= Wilfred T. Neill =

American zoologist (1922–2001)

Wilfred T. Neill (1922–2001) was an American herpetologist and author. His name survives in the scientific names of the central Florida crowned snake, Tantilla relicta neilli, and a Central American snail-eating snake, Sibon sanniolus neilli.

==Early life==
Wilfred Trammell Neill, Jr., was born in Augusta, Georgia, on January 12, 1922. He graduated at the age of 19 with a B.S. from the University of Georgia. He served in the Army Air Force in the South Pacific during World War II.

===Research===
After the war, Neill taught Biology and Zoology in Augusta, Georgia, at Richmond Academy and Augusta Junior College. In 1949, he joined E. Ross Allen's Reptile Institute in Silver Springs, Florida, as Research Director.

Neill was the first to describe the Everglades rat snake (Elaphe obsoleta rossalleni, a subspecies of Elaphe obsoleta, 1949), the Gulf hammock dwarf siren (Pseudobranchus striatus lustricolus, a subspecies of Pseudobranchus striatus, 1951), the one-toed amphiuma (Amphiuma pholeter, 1964), and the southern Florida rainbow snake (Farancia erytrogramma seminola, a subspecies of Farancia erytrogramma, 1964).

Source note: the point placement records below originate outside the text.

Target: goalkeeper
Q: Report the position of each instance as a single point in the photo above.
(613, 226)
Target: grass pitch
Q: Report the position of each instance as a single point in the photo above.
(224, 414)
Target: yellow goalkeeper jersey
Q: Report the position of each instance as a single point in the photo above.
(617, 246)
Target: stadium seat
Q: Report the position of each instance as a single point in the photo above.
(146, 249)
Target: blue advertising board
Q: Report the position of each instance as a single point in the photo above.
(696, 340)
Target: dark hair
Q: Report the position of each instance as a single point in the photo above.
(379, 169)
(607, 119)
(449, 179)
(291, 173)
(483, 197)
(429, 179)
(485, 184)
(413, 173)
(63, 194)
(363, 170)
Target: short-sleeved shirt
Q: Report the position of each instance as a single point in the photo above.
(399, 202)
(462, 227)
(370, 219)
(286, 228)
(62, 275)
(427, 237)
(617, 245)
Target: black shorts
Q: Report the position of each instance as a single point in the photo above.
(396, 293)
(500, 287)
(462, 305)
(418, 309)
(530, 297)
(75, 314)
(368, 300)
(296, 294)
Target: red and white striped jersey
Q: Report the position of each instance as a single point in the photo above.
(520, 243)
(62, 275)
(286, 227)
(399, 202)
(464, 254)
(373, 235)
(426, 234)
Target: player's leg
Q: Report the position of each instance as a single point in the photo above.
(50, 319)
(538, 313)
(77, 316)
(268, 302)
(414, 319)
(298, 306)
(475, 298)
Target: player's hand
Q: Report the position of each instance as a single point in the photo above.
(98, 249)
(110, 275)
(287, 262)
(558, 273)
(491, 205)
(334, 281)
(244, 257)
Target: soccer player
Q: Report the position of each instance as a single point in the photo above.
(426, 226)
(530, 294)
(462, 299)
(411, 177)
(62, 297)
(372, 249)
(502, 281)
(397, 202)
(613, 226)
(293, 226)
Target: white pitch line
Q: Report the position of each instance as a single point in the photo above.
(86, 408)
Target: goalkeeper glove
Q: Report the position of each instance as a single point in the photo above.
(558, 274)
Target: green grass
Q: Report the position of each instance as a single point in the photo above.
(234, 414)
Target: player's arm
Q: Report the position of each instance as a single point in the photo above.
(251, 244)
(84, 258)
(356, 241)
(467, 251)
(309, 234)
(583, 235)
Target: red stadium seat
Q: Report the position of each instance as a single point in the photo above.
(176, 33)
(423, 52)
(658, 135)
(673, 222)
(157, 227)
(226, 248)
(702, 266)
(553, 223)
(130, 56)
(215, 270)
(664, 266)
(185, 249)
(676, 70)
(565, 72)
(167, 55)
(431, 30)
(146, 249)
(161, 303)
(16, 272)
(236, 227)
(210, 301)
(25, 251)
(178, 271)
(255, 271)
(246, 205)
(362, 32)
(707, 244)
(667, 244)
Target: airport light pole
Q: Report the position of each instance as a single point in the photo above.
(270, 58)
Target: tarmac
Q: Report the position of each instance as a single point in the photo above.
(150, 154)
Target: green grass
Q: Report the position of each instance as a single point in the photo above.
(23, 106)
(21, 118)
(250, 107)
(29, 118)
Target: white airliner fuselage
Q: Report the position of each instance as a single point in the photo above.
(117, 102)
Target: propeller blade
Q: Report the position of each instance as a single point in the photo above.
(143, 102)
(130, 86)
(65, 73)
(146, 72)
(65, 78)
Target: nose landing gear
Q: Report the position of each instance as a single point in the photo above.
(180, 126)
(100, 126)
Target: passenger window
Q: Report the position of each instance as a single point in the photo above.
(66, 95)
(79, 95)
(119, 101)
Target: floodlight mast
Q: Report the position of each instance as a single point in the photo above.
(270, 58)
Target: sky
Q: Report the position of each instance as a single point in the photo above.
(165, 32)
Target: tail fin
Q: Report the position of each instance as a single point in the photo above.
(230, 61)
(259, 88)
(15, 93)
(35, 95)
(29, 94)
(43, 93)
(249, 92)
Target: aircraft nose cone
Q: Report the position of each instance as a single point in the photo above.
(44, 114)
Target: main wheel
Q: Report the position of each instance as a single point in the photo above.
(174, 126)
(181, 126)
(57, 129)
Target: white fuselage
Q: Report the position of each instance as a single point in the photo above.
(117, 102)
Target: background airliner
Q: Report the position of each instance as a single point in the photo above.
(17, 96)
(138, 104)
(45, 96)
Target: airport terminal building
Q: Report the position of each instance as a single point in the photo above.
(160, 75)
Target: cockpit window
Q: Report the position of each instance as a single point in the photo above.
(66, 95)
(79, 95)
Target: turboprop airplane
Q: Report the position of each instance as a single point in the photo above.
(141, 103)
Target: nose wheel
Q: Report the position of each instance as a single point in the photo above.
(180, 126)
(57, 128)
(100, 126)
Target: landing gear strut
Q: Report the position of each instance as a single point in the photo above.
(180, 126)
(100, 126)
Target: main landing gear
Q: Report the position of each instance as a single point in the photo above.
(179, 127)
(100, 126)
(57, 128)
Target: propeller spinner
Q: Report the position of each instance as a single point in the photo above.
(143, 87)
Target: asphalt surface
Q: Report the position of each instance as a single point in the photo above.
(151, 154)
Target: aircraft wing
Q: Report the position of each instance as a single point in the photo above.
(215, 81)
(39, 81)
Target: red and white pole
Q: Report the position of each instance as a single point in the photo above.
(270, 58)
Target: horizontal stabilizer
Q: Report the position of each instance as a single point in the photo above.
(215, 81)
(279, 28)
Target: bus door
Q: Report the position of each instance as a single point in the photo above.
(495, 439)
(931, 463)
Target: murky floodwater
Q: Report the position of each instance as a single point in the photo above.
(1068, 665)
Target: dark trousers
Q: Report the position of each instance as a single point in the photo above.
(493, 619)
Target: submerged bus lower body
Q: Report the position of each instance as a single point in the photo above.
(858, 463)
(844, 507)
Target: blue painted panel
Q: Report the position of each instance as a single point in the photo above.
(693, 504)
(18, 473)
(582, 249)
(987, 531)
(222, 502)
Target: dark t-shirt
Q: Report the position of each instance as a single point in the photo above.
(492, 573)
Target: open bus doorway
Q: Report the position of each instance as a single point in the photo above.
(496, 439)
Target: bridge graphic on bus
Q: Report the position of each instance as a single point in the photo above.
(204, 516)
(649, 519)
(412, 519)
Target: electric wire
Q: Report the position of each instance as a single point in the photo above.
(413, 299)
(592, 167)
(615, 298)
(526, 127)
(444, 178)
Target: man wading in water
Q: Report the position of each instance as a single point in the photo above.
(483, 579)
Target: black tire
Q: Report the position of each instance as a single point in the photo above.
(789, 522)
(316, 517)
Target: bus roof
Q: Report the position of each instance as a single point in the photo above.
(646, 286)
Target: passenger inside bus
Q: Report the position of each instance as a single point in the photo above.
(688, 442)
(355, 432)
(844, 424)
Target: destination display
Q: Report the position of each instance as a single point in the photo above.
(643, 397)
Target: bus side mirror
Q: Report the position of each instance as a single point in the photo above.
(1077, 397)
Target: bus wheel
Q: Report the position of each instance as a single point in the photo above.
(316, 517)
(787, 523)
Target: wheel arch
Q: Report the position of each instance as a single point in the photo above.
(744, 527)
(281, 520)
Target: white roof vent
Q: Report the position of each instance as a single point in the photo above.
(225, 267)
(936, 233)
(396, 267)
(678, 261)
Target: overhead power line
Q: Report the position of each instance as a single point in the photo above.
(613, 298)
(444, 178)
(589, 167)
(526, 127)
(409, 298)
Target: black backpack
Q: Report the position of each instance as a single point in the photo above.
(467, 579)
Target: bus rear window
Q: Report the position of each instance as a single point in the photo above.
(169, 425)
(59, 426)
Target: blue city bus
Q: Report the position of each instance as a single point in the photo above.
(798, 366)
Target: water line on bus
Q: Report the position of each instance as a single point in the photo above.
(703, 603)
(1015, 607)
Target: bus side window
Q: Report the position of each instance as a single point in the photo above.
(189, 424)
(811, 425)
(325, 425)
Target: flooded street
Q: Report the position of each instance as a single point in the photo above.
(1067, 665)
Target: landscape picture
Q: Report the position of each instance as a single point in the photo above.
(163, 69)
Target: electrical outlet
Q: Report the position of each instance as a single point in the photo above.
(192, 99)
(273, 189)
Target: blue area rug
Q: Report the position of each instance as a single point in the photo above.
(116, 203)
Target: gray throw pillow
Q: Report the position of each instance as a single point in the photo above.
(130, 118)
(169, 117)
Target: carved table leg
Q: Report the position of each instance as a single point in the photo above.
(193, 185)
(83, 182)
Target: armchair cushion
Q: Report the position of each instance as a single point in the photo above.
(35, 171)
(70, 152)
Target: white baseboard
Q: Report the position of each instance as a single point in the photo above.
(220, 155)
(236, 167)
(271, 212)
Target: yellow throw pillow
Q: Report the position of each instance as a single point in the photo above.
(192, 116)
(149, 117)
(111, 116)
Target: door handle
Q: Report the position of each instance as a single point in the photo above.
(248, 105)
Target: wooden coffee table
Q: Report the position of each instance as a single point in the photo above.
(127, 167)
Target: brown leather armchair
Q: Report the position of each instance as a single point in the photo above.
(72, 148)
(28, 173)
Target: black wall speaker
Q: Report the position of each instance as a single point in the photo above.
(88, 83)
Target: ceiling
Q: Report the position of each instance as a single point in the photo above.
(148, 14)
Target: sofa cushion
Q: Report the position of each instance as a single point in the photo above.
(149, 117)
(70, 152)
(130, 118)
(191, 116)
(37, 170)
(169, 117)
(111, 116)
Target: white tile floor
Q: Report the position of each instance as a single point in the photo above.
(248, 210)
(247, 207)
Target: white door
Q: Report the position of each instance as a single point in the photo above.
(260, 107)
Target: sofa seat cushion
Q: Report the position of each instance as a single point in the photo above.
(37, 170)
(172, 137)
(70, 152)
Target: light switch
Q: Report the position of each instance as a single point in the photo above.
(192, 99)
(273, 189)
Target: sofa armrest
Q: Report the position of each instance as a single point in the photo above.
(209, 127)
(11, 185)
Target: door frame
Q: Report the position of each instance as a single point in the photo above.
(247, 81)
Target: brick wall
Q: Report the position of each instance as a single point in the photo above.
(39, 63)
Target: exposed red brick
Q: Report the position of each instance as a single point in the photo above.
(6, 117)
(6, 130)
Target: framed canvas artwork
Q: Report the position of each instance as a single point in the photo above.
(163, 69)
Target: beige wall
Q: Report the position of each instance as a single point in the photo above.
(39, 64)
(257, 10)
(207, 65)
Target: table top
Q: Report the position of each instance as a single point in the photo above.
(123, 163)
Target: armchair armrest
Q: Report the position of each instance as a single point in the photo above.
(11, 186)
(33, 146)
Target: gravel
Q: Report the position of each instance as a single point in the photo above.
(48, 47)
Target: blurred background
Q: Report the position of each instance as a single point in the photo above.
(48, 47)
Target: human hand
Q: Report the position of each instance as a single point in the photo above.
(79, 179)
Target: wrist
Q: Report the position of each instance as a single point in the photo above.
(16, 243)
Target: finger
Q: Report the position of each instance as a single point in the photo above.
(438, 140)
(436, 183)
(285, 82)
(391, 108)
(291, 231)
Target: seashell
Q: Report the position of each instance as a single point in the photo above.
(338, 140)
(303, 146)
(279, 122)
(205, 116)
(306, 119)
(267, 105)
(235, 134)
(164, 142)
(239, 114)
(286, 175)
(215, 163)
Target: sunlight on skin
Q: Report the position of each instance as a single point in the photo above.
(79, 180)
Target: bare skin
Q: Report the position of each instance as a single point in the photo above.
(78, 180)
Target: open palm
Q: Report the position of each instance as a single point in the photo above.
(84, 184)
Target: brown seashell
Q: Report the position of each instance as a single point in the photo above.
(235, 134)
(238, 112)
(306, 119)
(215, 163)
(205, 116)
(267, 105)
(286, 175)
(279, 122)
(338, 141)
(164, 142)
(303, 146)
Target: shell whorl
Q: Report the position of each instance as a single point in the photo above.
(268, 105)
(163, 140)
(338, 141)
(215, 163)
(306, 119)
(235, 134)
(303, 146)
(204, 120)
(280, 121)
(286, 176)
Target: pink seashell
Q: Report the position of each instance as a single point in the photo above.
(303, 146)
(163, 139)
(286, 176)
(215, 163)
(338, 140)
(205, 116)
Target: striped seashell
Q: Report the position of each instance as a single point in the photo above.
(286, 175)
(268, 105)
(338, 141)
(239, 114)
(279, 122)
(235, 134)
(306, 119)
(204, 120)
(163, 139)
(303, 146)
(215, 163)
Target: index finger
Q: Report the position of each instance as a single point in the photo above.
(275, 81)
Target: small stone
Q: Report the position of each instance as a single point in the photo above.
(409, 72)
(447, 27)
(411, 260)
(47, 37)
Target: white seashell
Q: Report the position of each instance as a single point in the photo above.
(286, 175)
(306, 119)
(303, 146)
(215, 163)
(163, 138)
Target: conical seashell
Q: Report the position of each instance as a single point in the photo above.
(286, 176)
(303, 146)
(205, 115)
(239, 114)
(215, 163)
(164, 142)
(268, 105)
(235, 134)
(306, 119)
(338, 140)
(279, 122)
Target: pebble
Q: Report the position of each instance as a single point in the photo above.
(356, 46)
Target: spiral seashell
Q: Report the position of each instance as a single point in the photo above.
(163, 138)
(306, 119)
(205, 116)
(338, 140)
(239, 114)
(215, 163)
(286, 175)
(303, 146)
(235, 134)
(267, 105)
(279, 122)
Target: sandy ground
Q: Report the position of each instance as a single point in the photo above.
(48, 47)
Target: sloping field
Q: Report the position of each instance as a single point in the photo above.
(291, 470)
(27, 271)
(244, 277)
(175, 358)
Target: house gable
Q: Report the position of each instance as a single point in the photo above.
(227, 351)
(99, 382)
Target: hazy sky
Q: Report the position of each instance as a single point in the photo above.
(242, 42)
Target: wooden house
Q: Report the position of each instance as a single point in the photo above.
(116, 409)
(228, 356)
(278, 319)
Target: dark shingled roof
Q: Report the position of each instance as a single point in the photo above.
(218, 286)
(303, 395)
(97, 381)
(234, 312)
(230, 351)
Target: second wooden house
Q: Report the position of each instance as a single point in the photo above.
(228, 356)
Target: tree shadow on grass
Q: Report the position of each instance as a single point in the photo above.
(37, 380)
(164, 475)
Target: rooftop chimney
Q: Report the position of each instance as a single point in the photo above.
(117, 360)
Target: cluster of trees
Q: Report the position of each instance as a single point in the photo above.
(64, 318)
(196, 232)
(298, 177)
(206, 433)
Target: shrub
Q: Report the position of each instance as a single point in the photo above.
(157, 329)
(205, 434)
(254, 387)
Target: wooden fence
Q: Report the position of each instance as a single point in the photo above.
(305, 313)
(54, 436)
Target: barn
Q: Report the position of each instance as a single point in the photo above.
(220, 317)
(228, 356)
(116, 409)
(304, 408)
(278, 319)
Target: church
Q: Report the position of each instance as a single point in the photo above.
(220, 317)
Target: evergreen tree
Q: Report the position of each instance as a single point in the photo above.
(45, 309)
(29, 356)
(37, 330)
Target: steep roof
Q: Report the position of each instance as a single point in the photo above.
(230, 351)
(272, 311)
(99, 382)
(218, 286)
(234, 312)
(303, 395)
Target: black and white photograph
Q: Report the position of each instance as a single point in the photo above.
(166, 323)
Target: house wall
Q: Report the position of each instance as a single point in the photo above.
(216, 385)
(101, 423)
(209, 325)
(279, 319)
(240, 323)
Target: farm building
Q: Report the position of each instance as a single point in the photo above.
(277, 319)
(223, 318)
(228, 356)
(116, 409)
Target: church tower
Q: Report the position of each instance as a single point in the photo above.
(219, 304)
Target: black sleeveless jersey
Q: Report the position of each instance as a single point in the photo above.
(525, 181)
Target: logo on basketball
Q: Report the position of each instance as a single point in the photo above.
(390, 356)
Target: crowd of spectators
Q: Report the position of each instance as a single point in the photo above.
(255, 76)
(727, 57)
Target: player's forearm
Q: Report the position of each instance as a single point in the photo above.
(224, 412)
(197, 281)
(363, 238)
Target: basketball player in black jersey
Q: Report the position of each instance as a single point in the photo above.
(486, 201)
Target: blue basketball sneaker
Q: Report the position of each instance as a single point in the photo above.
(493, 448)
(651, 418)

In 1966, herpetologist Sam Rountree Telford, Jr. honored Neill by giving his name to a newly described subspecies of the Florida crowned snake (Tantilla relicta), naming it Tantilla relicta neilli. Similarly, a subspecies of pygmy snail-eating snake, Sibon sanniolus neilli, was named in his honor by Henderson, Hoevers, and Wilson in 1977.

In 1956 Neill's The Story of Florida's Seminole Indians was published by Great Outdoors Publishing of St Petersburg, Florida. The book and photos tell the history and culture of these people and includes two excellent drawings by the author.

Neill published an influential work on crocodile biology in 1971: The Last of the Ruling Reptiles: Alligators, Crocodiles, and their Kin.

===Illness and death===
Neill's health suffered a decline after a nearly fatal snakebite in 1978. It was the forty-first time he had been bitten by a venomous snake. He died of pneumonia on February 19, 2001, in Lakeland, Florida.